Most people who aren’t science majors dread the thought of taking a science class. Many students end up taking geography classes as an alternative to other options, like chemistry. However, for students looking for something more exciting than learning the different crusts of the Earth, there is hope. A new class, taught exclusively at SDSU, uncovers geography of the paranormal.

“I want to show that geography can be a fun and relevant subject,” said Dr. Charles “Fritz” Gritzner, who teaches the unique course. “We use geography to explain paranormal activity.”

Gritzner’s idea for the class came from his interest in the abnormal. One year, a student of his did a research paper about crop circles, which then lead to his own research on crop circles. He then found the book “Unexplained,” by Jerome Clark, which was all about abnormal activity. Using a list of six research criteria, Gritzner picked fifteen of the book’s 350 topics to cover in class. The topics include crop circles, the Bermuda Triangle and spontaneous combustion.

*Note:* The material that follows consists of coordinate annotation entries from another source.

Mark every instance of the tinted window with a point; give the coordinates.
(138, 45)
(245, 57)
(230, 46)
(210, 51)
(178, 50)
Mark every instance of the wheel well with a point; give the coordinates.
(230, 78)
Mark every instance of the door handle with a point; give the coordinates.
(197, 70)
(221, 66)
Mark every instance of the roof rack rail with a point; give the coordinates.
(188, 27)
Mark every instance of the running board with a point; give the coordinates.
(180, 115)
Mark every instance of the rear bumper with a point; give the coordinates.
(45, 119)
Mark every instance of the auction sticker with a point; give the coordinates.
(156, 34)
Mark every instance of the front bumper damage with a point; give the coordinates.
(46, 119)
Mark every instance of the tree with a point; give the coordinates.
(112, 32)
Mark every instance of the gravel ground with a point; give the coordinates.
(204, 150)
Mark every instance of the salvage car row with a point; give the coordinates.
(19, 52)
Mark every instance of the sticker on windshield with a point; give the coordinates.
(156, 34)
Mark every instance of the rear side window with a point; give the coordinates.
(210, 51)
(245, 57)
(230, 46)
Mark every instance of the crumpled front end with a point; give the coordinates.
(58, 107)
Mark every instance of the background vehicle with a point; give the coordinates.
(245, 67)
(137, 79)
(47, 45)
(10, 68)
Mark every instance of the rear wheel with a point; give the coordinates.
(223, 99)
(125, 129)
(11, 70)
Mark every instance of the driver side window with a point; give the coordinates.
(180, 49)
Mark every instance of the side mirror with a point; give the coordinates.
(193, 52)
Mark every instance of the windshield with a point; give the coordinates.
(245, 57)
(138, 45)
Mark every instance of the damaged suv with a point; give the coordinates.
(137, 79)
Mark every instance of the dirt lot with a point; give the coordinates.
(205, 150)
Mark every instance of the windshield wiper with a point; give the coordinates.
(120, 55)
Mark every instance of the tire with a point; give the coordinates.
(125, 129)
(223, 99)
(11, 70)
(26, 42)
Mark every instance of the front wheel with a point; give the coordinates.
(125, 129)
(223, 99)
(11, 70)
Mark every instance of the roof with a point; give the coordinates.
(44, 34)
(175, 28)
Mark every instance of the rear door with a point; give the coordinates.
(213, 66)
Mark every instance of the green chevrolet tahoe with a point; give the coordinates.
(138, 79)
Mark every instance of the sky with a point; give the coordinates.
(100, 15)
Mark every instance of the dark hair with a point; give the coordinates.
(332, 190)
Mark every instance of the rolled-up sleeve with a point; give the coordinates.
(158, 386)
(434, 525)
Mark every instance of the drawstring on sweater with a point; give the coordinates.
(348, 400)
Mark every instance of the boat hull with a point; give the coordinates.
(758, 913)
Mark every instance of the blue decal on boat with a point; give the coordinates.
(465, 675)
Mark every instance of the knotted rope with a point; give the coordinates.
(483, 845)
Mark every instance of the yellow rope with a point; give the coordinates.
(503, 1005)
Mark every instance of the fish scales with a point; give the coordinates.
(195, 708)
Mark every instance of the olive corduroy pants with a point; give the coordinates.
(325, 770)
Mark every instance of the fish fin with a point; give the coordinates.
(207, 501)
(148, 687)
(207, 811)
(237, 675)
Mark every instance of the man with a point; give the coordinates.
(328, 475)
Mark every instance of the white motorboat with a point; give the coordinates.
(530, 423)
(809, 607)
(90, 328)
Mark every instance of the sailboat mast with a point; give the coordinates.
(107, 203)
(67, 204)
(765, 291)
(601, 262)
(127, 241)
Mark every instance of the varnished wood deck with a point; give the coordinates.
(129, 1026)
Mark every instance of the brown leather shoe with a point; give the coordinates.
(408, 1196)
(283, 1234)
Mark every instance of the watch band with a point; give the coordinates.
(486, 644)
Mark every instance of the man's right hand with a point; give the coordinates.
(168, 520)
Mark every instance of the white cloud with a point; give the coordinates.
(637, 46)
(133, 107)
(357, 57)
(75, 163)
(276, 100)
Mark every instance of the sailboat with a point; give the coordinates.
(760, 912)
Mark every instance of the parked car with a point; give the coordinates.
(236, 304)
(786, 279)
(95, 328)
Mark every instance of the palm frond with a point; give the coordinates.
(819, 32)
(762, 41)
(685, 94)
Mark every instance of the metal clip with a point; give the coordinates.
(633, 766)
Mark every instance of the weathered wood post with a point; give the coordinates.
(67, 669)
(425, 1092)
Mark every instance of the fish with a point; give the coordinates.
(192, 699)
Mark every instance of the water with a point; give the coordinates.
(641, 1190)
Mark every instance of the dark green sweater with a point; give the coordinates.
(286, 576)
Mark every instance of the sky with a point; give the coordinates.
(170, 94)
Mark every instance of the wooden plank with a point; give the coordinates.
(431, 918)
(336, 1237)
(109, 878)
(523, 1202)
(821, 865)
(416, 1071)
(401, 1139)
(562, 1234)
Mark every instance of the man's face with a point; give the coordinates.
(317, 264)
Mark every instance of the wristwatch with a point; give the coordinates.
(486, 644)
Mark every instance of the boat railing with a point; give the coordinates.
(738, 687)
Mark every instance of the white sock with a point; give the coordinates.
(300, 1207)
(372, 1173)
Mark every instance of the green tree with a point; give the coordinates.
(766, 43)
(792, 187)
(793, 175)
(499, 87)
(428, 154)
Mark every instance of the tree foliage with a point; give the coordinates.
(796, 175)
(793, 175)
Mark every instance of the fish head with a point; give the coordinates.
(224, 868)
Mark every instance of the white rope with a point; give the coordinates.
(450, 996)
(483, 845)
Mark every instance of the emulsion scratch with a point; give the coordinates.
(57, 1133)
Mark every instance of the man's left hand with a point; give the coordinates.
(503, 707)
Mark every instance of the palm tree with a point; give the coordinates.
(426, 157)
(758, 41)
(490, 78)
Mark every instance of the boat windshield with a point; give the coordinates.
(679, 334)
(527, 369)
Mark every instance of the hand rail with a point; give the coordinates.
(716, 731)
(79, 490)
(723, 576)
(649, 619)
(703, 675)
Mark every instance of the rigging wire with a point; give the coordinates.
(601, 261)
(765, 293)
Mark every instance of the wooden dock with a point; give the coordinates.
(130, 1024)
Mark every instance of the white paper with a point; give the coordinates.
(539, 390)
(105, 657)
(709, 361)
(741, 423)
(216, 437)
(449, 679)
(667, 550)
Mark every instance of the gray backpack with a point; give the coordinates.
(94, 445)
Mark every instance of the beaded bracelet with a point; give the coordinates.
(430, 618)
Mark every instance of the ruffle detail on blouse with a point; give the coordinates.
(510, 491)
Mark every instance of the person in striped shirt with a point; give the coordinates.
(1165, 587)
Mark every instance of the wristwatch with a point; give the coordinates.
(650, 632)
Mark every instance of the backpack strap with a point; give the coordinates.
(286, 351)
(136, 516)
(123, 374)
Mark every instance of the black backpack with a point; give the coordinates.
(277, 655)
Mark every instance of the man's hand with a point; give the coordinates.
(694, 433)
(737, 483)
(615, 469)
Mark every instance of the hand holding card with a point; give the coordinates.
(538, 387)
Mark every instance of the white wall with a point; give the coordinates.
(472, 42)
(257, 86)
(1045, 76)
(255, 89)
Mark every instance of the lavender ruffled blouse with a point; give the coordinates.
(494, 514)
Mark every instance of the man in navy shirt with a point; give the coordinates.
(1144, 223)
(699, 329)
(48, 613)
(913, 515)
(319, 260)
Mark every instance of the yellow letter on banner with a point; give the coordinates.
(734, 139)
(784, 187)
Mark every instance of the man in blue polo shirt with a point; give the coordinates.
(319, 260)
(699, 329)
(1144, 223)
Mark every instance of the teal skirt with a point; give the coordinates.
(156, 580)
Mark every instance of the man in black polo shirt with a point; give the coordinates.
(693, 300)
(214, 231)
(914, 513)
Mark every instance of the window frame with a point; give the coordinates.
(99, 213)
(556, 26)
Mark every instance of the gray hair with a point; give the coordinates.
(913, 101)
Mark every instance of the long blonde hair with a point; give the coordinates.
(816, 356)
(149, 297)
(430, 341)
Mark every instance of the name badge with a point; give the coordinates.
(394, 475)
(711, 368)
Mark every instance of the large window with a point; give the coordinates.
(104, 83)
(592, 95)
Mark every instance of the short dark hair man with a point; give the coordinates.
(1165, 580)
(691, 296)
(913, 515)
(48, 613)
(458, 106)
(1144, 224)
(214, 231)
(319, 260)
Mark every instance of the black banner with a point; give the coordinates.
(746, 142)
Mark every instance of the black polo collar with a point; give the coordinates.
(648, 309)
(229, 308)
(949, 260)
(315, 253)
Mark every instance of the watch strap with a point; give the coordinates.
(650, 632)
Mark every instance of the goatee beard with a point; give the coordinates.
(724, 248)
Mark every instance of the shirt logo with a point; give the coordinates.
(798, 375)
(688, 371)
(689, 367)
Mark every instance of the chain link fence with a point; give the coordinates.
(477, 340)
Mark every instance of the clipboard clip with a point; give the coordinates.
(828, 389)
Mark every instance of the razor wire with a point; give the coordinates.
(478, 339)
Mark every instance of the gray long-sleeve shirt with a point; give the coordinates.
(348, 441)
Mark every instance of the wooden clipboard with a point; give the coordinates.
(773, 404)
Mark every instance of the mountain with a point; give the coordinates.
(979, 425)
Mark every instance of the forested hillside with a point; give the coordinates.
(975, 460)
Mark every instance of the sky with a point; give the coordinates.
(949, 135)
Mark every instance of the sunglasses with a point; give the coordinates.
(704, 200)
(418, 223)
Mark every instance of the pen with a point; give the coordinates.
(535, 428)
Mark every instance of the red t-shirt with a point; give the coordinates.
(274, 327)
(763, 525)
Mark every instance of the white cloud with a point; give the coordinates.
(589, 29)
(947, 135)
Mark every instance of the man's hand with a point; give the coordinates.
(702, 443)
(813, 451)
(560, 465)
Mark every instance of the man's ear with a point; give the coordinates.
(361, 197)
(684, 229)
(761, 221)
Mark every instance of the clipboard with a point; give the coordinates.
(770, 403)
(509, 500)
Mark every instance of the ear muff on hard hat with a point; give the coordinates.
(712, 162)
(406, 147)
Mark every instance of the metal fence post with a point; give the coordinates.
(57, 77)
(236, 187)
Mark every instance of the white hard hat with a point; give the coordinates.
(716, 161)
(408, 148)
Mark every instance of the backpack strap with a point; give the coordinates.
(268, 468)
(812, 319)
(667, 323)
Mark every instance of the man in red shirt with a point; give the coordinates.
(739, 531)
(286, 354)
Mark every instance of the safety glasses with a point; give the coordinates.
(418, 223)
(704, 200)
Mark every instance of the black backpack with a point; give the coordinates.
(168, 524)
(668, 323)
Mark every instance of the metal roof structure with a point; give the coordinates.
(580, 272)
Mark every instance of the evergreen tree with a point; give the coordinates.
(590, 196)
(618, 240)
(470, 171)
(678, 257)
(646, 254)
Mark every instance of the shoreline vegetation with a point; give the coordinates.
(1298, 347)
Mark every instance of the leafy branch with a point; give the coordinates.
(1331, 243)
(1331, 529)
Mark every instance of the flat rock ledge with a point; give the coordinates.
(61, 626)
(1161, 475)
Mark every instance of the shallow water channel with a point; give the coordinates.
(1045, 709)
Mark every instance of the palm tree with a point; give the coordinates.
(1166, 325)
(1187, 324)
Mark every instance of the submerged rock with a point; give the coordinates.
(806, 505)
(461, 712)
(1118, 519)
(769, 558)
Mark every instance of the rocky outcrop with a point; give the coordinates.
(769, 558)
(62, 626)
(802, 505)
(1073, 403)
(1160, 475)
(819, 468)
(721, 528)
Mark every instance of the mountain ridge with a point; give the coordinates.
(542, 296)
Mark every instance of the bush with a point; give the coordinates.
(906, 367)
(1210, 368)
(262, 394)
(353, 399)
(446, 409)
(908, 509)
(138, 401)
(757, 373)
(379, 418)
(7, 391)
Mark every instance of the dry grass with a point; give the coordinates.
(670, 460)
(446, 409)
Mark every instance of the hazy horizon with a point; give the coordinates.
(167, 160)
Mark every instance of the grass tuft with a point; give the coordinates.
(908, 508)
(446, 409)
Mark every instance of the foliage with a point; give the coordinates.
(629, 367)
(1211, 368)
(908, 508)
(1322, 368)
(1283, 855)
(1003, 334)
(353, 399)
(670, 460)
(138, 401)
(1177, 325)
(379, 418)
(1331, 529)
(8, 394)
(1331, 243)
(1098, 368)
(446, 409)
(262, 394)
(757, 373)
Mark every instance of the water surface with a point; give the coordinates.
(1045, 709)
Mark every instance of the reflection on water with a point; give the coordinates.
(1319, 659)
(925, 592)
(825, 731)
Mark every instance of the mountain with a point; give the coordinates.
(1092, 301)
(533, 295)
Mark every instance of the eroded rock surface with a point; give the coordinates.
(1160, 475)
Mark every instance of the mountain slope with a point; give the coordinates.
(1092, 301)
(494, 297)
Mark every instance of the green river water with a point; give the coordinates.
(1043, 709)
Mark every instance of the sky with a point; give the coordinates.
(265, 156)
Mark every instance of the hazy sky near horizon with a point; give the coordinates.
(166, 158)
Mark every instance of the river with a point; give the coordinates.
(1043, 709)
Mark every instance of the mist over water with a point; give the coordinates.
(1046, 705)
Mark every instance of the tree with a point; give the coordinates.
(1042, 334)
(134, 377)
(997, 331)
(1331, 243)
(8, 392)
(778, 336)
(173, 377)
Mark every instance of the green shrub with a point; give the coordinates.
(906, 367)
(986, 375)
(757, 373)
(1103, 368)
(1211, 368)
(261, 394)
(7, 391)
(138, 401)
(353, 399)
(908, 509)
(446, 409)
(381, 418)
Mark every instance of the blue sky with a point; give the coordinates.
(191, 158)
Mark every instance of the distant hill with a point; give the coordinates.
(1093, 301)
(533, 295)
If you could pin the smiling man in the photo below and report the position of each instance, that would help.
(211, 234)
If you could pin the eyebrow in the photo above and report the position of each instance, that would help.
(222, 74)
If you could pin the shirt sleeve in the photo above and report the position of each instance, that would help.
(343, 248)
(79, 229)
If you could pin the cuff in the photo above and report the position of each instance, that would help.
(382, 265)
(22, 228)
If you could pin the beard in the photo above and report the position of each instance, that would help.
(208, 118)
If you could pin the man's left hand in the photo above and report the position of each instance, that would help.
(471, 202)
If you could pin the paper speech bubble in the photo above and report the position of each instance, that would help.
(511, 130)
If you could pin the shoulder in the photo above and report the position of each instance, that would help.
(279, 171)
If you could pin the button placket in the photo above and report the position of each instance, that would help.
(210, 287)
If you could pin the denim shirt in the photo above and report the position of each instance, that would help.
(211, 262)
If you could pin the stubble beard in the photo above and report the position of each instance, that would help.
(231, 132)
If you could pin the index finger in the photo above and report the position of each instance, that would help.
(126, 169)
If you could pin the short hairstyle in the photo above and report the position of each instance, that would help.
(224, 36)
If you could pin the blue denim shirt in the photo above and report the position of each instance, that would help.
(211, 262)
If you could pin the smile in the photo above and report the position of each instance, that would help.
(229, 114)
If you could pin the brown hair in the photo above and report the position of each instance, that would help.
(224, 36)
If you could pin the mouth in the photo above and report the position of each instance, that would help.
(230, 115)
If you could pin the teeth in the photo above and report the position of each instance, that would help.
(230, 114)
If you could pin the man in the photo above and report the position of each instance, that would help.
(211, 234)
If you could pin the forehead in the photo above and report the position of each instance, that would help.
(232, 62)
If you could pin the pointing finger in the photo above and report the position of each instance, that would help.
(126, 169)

“Almost everything can be explained using geography,” Gritzner said.

Gritzner has high hopes for the class and the students who take it. He says that most students really enjoy the class.

“This class dealt with a lot of stuff that you would never discuss in any other class,” said Matt Frankenstein, a geography major. “It was interesting because we got to study strange phenomena and the causes behind them. I would recommend it to others who are interested in a class that is very unique and unlike anything they have taken before.”

Why have such an obscure subject in the curriculum?

“We offer a variety of classes for two reasons. One, it exposes students to how the paranormal can be explained geographically, and two: geography covers a wide range of topics, including classes such as geography of terrorism,” said Roger Sandness, head of the geography department at SDSU.

“To study the paranormal is not a popular academic,” Gritzner said. “It is easy to be labeled as a wacko.”

Gritzner is very thorough in his research on the topics he teaches in class. He has spent the last 13 to 14 years researching crop circles.

The study of the paranormal is not actually that abnormal. At Duke University, for example, there is an entire department of paranormal research.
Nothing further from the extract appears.